For any bound $M \geq 6$, we have with $(x,y) := (M,\frac{3}{M})$ that $xy=3$ and $f(x,y) = x^2 + y^2 = M^2 + \frac{9}{M^2} > M$
A: I edit my post to try to make the argument more clear.
$1$ variable case.
Claim: take $f:\mathbb{R} \to \mathbb{R}$ continuous such that $\lim_{x\to{-\infty}}f(x)=\lim_{x\to +\infty}f(x)=+\infty$ then $f$ has a minimum (not a maximum obviusly), this property is called coercivity. An example of coercive function is $ f_1(x)=x^2$ but also $f_2(x)=x^2+\arctan(45+\sin(x^{2/5}))$. They both explode to $+ \infty $ as $|x|$ grows. You can intuitively see that the minimum cannot be found far away from $0$ because they will be grater and grater as we move away. Rigorously take $f(0)=c$ the definitions of limits give us that there exists  a constant $R>0$ such that if $x>R$ then $f(x)>c$ , and if $x<-R$ $f(x)>c$. Therefore the $$\inf_\mathbb{R} f(x)=\inf_{[-R,R]}f(x)$$
the second infimum exists and is a minimum by Weierstass because we have restricted to a compact set ( we are not so far away from $0$).
2 variable case
The idea is the same, you have to observe that the function grows as you move away from the origin. For example you find that there is one point where the function attains the value $6$, now you can search the minimum only in the set $\{xy=3\} \cap \{x^2+y^2 \le 6\}$ which is compact!

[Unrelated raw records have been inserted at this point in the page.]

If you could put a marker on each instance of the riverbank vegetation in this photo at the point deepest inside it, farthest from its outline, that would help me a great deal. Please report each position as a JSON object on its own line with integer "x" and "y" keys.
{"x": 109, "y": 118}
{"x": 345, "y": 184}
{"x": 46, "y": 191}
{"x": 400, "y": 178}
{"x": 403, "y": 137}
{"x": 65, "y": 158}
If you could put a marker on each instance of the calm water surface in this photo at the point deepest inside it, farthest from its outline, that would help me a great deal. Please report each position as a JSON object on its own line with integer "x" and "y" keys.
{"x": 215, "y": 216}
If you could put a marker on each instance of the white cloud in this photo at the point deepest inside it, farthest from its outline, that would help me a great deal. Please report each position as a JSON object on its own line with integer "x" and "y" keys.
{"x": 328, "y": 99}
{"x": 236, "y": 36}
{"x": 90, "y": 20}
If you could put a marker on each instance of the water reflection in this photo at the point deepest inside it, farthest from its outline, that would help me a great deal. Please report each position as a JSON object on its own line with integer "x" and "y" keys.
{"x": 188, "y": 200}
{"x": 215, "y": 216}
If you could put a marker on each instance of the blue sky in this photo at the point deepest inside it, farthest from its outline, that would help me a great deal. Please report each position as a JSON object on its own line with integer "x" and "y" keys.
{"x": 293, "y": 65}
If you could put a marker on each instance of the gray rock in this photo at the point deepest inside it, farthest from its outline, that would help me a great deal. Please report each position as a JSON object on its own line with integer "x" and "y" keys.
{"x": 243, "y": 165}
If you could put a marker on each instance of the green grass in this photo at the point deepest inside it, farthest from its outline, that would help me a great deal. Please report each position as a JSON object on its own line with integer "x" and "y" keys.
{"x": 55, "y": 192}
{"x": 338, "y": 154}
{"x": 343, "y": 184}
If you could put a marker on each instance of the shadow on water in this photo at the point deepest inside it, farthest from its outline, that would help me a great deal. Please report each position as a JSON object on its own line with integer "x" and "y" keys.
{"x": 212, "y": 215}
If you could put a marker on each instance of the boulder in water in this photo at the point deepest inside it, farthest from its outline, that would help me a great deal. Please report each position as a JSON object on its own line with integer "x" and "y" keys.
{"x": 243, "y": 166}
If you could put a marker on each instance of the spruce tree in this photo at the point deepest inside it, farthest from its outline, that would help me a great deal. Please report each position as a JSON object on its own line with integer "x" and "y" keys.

In this case compactness is easy and I see now that coercivity is not needed, altought if you want to maximize a generic function $G(x,y)$ over $\mathbb{R}^2$ you need precisely this property.
A: Convert this into polar coordinates,
$x = r\cos\theta, y = r\sin\theta$
Curve $xy = 3 \implies r^2 \sin2\theta = 6$
We need to find min and max of $ \displaystyle f(r, \theta) = r^2 = \frac{6}{\sin2\theta} $
As $r \in \mathbb{R}, \sin2\theta \geq 0$ and $f$ is minimum when $\sin2\theta$ is maximum which is $1$.
$\therefore \min f(r, \theta) = 6$
Also you can clearly see there is no maximum as $\theta \to n\pi/2, f \to \infty$.